ラポールを構築するためには、自身の自尊心と向き合うことも重要です。感情のコントロールができないとうまくできません。
これは親と子供の関係と同じです。
子供は、自分自身がコントロールできない感情をうまく操る親を見て尊敬すると言われます。しかしそれができない親だと、当然のことながら子供は親を尊敬することができません。上司と部下も然りです。部下が上司に信頼を置くのは、自分では抑制できそうにない感情をうまくコントロールできるからといえるでしょう。親子との関係と異なるのは、上司も部下もどちらも「大人」であるということ。
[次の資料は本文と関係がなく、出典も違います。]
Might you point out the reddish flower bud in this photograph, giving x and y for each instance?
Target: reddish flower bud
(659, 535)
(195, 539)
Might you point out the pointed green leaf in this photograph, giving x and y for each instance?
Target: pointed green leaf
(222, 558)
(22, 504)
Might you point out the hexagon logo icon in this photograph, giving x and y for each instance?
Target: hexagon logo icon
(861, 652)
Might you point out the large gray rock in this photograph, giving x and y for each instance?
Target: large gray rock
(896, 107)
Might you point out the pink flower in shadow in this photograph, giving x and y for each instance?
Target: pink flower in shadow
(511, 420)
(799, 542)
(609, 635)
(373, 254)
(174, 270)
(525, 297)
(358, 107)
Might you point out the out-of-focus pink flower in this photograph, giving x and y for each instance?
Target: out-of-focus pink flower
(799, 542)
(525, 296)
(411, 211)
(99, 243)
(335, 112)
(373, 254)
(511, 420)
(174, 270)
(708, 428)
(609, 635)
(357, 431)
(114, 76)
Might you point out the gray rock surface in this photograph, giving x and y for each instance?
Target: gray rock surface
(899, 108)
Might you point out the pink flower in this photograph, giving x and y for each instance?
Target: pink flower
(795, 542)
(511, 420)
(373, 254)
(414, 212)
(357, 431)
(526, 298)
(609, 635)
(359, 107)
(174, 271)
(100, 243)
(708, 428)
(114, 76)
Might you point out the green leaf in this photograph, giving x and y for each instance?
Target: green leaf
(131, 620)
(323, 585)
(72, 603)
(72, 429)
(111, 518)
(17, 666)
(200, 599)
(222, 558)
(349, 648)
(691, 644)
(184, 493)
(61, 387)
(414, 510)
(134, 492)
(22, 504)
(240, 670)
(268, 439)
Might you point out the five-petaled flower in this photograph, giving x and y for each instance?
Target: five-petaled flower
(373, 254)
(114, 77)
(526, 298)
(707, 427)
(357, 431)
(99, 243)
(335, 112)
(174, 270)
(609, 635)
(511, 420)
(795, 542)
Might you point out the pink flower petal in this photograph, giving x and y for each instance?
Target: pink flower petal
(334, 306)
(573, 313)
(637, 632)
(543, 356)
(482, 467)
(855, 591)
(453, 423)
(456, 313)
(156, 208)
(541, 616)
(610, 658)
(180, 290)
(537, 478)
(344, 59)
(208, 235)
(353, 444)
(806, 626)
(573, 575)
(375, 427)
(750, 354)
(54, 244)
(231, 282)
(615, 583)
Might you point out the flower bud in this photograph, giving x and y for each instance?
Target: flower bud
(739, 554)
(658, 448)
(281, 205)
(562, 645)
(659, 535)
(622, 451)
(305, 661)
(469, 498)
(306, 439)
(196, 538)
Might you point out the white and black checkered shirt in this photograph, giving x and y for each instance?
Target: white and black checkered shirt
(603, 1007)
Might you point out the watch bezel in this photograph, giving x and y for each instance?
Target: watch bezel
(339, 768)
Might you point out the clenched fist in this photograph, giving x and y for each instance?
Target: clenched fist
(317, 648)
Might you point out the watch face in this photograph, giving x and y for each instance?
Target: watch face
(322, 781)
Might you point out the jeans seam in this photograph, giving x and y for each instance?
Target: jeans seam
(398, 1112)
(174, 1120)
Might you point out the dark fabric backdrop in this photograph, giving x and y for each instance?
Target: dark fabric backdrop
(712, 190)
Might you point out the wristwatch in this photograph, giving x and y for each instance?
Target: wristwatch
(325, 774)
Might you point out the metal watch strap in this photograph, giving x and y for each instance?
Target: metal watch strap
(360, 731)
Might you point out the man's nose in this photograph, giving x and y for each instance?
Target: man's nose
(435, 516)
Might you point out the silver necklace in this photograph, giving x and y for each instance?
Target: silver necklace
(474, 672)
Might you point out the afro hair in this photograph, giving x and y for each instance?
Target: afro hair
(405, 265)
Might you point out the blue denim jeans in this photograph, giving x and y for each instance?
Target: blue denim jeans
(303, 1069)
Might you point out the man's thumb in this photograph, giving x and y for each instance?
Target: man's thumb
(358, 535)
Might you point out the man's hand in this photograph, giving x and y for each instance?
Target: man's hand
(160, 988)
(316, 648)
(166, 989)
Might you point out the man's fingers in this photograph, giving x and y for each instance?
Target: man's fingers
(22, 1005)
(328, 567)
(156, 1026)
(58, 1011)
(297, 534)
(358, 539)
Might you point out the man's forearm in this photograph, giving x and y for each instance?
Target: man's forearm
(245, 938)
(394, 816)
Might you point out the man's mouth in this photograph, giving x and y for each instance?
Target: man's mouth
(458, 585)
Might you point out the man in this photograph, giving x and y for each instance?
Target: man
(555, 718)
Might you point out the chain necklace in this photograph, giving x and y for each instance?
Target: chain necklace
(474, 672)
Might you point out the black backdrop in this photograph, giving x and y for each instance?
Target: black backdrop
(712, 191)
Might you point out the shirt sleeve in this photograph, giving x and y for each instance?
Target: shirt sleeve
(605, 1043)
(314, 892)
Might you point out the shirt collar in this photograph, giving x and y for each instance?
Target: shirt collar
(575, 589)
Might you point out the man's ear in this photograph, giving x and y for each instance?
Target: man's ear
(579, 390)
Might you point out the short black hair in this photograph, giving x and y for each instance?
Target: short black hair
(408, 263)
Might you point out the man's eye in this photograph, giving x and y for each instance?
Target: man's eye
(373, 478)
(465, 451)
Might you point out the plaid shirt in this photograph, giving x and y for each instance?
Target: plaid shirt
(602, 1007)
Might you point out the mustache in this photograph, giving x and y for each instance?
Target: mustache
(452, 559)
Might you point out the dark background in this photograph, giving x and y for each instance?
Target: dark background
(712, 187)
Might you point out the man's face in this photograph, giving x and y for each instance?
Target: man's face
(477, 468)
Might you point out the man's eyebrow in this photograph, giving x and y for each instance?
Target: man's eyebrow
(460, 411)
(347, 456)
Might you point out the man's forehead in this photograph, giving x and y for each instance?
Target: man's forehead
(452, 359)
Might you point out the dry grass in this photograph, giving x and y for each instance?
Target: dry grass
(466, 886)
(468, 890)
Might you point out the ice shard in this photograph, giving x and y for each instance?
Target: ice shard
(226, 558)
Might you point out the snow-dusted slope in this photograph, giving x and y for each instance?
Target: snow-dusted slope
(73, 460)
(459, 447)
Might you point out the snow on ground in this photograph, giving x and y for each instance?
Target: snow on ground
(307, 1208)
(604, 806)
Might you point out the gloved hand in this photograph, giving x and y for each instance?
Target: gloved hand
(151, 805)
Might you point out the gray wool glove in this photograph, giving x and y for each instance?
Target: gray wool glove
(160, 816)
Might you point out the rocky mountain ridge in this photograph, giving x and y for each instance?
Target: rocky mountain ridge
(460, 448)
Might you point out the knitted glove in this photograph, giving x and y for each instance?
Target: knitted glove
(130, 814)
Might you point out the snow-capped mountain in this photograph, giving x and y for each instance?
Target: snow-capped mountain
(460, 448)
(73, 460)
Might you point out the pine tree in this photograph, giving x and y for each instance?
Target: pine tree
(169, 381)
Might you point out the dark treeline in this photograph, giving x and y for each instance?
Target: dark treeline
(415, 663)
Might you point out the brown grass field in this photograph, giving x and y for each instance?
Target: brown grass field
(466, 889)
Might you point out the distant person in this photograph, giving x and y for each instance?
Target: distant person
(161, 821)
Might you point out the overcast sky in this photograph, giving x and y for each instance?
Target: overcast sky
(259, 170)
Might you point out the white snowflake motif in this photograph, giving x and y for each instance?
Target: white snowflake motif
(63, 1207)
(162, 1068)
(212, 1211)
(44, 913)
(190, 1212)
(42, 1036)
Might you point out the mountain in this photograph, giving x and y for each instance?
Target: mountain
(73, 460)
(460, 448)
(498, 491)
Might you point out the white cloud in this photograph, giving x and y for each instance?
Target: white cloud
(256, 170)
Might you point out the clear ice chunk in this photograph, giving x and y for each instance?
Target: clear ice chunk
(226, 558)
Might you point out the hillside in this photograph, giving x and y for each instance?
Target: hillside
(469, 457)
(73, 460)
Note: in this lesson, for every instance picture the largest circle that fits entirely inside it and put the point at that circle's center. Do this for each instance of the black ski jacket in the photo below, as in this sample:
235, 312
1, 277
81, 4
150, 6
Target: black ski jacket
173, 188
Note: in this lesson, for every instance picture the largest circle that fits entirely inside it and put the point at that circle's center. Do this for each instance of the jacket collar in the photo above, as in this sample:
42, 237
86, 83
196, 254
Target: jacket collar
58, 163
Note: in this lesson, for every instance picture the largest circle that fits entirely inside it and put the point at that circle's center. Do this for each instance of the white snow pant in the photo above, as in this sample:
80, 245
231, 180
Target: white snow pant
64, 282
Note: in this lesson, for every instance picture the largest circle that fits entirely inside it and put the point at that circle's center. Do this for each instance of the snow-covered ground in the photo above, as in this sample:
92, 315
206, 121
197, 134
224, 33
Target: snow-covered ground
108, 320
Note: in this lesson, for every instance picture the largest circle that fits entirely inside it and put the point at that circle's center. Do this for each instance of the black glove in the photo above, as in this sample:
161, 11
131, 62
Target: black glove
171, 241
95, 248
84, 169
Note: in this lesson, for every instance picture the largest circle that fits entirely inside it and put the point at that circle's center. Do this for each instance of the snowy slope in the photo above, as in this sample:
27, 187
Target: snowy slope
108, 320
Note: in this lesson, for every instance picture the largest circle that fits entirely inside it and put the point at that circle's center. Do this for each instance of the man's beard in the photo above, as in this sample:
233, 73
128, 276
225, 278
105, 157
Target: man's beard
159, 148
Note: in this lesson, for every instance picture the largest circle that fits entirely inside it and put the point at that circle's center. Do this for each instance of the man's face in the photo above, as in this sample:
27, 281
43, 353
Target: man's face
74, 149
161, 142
したがって上司はよりいっそう「感情」という厄介な存在を手なずけ、部下とのラポール構築を意識してコミュニケーションをとらなければならない、と言えます。
4.「不確実な」世界でのコミュニケーション
営業という職種は、常に「不確実な」世界に身を置いています。
上司が決めたこと、自分自身が決めた行動計画をきっちり実行すれば結果がついてくるかというと、そうとは限りません。結果が出るかどうかわからない中で試行錯誤を繰り返す、「へこたれることなく」続ける努力が必要なのです。
そういう中で、上司と部下とのコミュニケーションは極めて重要です。部下は何に拠り所を置いていいかわからないのに、上司自身に対して信頼をもてないようでは強いストレスを感じるからです。
営業一筋20年・30年の課長職・部長職の方々は、「部下を動かすためには、まずラポールの構築」と言われても、拒絶反応を示すかもしれません。ご自身が部下だったとき、上司からそのような姿勢で接してもらっていない方がほとんどでしょうから。しかしながらこのスピードの時代、遠回りだと思っても、部下との信頼を築いてから指示を出していったほうが、結果的に部下の行動変化に対するスピードは速くなる、ということを覚えておいてください。